Our Spring Citywide is scheduled for Tuesday, April 2nd.

Practice Field

Building practice field experiences

The following notes are a summary of the rich conversation that took place at the Mad Rooster Café (Milwaukee, WI) on April 23, 2015.  Notes do not come near to matching the subtle nuance of face-to-face conversation.

The idea of a practice field is not new to most people but it also has a fairly narrow point of reference for most of us.  Athletes, musicians, and actors regularly practice their skills in a variety of settings.  Even though the pre-season doesn’t count toward the championship, those practice field experiences can be just as competitive as the regular season.
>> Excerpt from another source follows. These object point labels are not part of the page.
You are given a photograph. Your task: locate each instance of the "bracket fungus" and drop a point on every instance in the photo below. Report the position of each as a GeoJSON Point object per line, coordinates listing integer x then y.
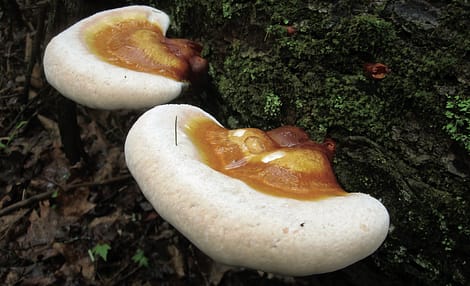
{"type": "Point", "coordinates": [262, 200]}
{"type": "Point", "coordinates": [120, 58]}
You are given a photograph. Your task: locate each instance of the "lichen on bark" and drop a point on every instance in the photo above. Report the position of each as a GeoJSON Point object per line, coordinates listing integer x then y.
{"type": "Point", "coordinates": [403, 139]}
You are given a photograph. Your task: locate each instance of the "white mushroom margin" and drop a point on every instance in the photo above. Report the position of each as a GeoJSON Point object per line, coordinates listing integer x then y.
{"type": "Point", "coordinates": [83, 77]}
{"type": "Point", "coordinates": [237, 225]}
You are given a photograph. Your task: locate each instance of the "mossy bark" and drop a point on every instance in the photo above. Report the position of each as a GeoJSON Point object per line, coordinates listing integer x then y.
{"type": "Point", "coordinates": [403, 139]}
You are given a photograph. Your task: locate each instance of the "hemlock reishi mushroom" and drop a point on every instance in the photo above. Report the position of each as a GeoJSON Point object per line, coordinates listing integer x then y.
{"type": "Point", "coordinates": [120, 58]}
{"type": "Point", "coordinates": [243, 223]}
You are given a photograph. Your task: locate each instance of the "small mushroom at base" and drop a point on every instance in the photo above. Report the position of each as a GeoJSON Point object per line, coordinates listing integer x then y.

The focus this month was on the practice field experiences we create for others.  The conversation on practice field experiences included the value and scope of such experiences.  Tim Behling illuminated the value of practice situations by characterizing the fast paced environments we sometimes find ourselves in as like trying to change your tire while you’re driving.

In regard to our own practices:

  • Among the reasons for challenging ourselves are moving beyond our own comfort zones and mastering skills.
  • The setting for our learning is not near as important as the level of engagement.  Journaling, reflecting with others and just hanging out with others can all be useful practices – “I learn as much about sailing in the bar at SSYC as I do on the boat.”

In regard to creating practice field experiences for others:

  • When people gather around a shared interest they learn together.
  • We can be very intentional and deliberate in creating and nurturing practice fields.
  • Make sure the learning process is relevant to the group or individual’s personal needs.
  • Allowing the team to decide the focus of practice field environments can be an effective strategy in cultivating engagement and effective teamwork.
  • Challenge people to get out of their comfort zone.

Ideas and examples of practice fields:

  • Affinity Groups – People like to come together around a shared interest. People then develop relationships in those affinity groups and they learn together.
  • Meet ups are fascinating.  Yvonne started a meet up focused around Toastmasters International. It is becoming quite popular. (http://www.meetup.com/)
  • Tim created a hot topic list using a discussion board in his workplace.  He uses it as a place for his team to learn from each other and work through situations.
  • There are CEO Roundtable groups leaders can join.
  • Our Servant-Leader roundtables are a practice field.  This is an environment that allows us to practice, make mistakes, and get ideas.